A space is specified as the delimiter. The person's first name can be referenced as:

fullname[1]

and the person's last name can be referenced as:

fullname[z]

because z contains the number of elements in the array. This works, regardless of whether the person's full name contains a middle name. If z is the value returned by split(), you can write a loop to read all the elements of this array.

z = split($1, array, " ")
for (i = 1; i <= z; ++i)
	print i, array[i]

The next section contains additional examples of using the split() function.

8.4.5. Making Conversions

This section looks at two examples that demonstrate similar methods of converting output from one format to another.

When working on the index program shown in Chapter 12, "Full-Featured Applications", we needed a quick way to assign roman numerals to volume numbers. In other words, volume 4 needed to be identified as "IV" in the index. Since there was no immediate prospect of the number of volumes exceeding 10, we wrote a script that took as input a number between 1 and 10 and converted it to a roman numeral.

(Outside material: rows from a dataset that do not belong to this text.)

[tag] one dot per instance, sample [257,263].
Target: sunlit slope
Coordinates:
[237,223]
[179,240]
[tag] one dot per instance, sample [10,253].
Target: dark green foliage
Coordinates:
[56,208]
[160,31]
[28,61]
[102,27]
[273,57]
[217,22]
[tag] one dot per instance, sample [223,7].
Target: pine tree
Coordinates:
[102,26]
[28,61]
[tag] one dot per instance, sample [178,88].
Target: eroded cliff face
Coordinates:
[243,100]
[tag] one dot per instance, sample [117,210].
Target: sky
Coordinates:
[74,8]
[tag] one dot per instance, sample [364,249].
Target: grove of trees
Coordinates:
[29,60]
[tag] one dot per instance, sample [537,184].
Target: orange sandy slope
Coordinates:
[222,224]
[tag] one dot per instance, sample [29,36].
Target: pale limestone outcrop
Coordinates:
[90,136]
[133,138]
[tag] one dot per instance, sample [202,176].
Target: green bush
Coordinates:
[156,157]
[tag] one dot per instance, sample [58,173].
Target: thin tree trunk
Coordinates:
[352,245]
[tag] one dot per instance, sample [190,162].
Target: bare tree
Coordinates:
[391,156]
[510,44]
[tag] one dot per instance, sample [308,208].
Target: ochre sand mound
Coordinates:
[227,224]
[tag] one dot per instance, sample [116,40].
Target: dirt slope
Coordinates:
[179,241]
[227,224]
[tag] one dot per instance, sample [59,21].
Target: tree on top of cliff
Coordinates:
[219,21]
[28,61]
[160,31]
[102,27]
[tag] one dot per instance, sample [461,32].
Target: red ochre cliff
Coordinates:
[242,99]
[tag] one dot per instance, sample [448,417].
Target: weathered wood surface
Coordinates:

This shell script takes the first argument from the command line and echoes it as input to the awk program.

echo $1 | 
awk '# romanum -- convert number 1-10 to roman numeral

# define numerals as list of roman numerals 1-10
BEGIN { 
	# create array named numerals from list of roman numerals
	split("I,II,III,IV,V,VI,VII,VIII,IX,X", numerals, ",")
}

# look for number between 1 and 10
$1 > 0 && $1 <= 10 {
	# print specified element
	print numerals[$1]
	exit
}

{ 	print "invalid number"
  	exit
}'

This script defines a list of 10 roman numerals, then uses split() to load them into an array named numerals. This is done in the BEGIN action because it only needs to be done once.

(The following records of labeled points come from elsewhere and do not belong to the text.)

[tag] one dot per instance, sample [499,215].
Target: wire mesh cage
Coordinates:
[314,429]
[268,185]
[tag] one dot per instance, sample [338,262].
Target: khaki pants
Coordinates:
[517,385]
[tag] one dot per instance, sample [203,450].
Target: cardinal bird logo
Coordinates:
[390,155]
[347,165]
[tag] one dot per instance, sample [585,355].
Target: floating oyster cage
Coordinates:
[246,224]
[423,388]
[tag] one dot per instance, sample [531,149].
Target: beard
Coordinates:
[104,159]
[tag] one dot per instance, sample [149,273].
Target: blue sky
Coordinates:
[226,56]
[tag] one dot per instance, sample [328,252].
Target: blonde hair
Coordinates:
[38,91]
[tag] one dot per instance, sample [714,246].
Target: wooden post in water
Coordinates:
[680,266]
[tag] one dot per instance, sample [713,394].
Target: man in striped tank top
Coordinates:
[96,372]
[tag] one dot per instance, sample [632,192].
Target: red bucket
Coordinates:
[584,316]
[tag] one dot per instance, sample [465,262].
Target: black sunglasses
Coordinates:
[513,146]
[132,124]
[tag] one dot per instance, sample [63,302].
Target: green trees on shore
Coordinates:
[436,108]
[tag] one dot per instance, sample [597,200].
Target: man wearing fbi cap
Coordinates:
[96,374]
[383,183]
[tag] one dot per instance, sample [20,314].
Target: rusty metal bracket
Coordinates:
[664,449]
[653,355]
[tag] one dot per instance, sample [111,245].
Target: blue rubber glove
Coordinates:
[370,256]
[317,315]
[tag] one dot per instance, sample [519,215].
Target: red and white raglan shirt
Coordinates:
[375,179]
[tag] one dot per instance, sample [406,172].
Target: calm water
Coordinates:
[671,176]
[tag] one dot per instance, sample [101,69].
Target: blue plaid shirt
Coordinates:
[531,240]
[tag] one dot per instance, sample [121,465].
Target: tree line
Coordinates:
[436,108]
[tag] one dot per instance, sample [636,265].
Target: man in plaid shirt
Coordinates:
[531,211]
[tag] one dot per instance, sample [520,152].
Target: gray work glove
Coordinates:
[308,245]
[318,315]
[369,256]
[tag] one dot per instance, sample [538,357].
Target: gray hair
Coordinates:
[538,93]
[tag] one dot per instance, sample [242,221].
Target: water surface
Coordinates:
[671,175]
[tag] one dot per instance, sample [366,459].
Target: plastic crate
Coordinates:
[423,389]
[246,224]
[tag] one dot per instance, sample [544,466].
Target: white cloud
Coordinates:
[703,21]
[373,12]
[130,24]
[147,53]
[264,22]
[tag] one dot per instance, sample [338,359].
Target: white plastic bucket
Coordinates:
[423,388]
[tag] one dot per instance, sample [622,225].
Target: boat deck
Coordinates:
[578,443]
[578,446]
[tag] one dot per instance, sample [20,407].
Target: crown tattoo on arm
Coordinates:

The second rule checks that the first field of the input line contains a number between 1 and 10. If it does, this number is used as the index to the numerals array, retrieving the corresponding element. The exit statement terminates the program. The last rule is executed only if there is no valid entry.

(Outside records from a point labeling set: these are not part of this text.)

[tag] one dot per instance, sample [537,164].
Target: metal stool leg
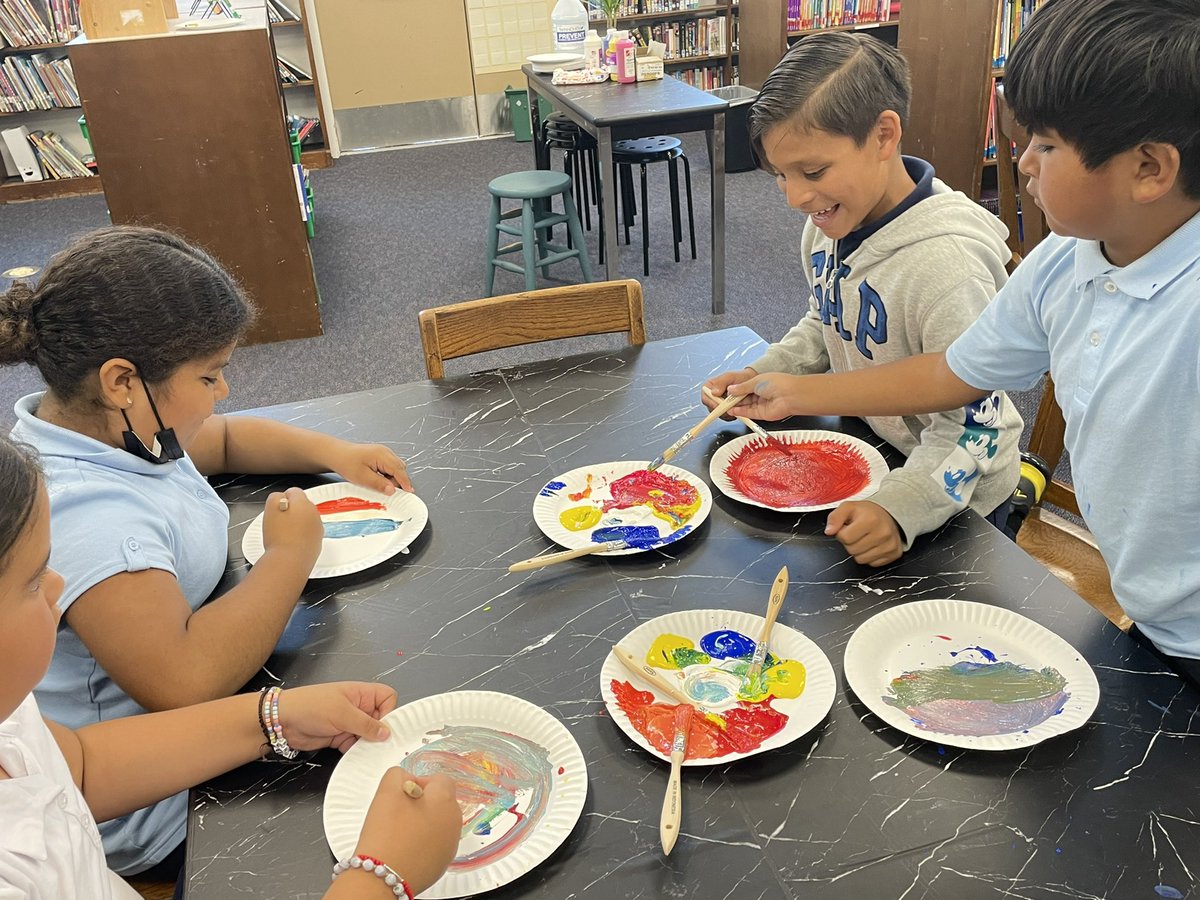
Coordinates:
[493,244]
[691,220]
[646,227]
[676,217]
[573,227]
[528,244]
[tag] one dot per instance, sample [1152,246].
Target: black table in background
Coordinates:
[613,112]
[855,809]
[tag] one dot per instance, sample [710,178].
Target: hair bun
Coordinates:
[18,336]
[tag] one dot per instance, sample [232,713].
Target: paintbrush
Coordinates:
[721,409]
[778,592]
[564,555]
[753,425]
[648,673]
[672,803]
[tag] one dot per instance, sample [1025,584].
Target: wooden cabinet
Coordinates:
[189,132]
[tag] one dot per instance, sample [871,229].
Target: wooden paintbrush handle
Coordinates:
[563,556]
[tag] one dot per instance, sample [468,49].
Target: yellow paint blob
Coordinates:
[579,519]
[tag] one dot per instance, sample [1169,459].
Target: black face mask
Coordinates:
[166,445]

Here's an example of how it works:

$ romanum 4
IV

Following along on the same idea, here's a script that converts dates in the form "mm-dd-yy" or "mm/dd/yy" to "month day, year."

awk '
# date-month -- convert mm/dd/yy or mm-dd-yy to month day, year

# build list of months and put in array. 
BEGIN { 
	# the 3-step assignment is done for printing in book
	listmonths = "January,February,March,April,May,June,"
	listmonths = listmonths "July,August,September,"
	listmonths = listmonths "October,November,December" 
	split(listmonths, month, ",")
}

# check that there is input
$1 != "" {

# split on "/" the first input field into elements of array
	sizeOfArray = split($1, date, "/")

# check that only one field is returned
	if (sizeOfArray == 1)
		# try to split on "-"
		sizeOfArray = split($1, date, "-")

# must be invalid
	if (sizeOfArray == 1)
		exit

# add 0 to number of month to coerce numeric type 
	date[1] += 0

# print month day, year
	print month[date[1]], (date[2] ", 19" date[3])
}'

This script reads from standard input. The BEGIN action creates an array named month whose elements are the names of the months of the year. The second rule verifies that we have a non-empty input line. The first statement in the associated action splits the first field of input looking for "/" as the delimiter. sizeOfArray contains the number of elements in the array. If awk was unable to parse the string, it creates the array with only one element. Thus, we can test the value of sizeOfArray to determine if we have several elements. If we do not, we assume that perhaps "-" was used as the delimiter. If that fails to produce an array with multiple elements, we assume the input is invalid, and exit. If we have successfully parsed the input, date[1] contains the number of the month. This value can be used as the index to the array month, nesting one array inside another. However, before using date[1], we coerce the type of date[1] by adding 0 to it. While awk will correctly interpret "11" as a number, leading zeros may cause a number to be treated as a string. Thus, "06" might not be recognized properly without type coercion. The element referenced by date[1] is used as the subscript for month.